In September 2021, there were 2,900 fewer Retail jobs in the Portland MSA than there had been in September 2019. (Table 2) Job losses were spread throughout the industry. Of the three hundred thirty-nine occupations included in Retail Trade, two hundred and one employed fewer workers in 2021 than in 2019. Two of the three largest occupations, Retail Salespersons and Cashiers, experienced losses of twelve percent, and six percent, respectively. The third, Stockers and Order Fillers experienced growth of ten percent. (Table 3)

Two of the Retail Trade subcategories, Food and Beverage Stores and General Merchandise Stores employed more workers in September 2021 than in September 2019. The other two, Motor Vehicle and Parts Dealers and Clothing and Accessories Stores employed fewer workers.
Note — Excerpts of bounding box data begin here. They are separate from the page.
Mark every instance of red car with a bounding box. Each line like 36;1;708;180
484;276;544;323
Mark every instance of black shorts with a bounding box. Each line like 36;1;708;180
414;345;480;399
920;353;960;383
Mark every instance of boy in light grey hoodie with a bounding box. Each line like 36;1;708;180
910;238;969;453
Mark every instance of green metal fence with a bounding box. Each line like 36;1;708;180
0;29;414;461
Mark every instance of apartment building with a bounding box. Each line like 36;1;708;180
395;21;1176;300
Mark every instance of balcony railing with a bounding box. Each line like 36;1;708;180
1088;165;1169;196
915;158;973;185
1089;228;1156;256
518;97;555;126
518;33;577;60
More than a year after the pandemic began, demand for workers has returned. Between August and September, job postings for seven of the top ten Retail Trade occupations were up between twenty-one and one hundred and twenty-one percent from the same period during the previous year. (Table 4)

In 2019, more than 75,000 people in Multnomah and Washington Counties were employed in Retail Trade. The sector includes more than 300 occupations. Two of them, cashiers and retail salespeople employ more than 10,00 people each. Together, they account for 40 percent of the industry’s total workforce. (Table 4)

Most Retail jobs are low wage. Slightly more than half of the industry’s jobs have median wages at or below the 25th percentile of the area’s median wage ($15.07/hr.). Just thirteen percent of Retail Trade jobs in Portland Metro have median wages above the region’s median wage ($21.80/hr). (Table 5)

Nearly ninety percent of jobs in retail trade do not require formal education beyond a high school diploma. A handful of occupations (4%) require a post-secondary credential or an associate degree. Seven percent of retail trade jobs require a bachelor’s degree or more. (Table 6)

Workers in this sector tend to be younger than the total workforce. In 2021, forty-five percent of Retail Trade workers were 14-34 years old, compared to thirty-four percent of all workers in Portland Metro. (Table 7) Hispanic or Latino workers are slightly overrepresented in this sector. (Table 8) Just over half of retail workers are men (52%).

With 75,084 jobs and a payroll of $3.1 billion (2019), Retail Trade accounts for nine percent of Portland Metro’s private-sector employment and 5 percent of payroll. Annual wages averaged $41,700, thirty percent less than the average across all industries.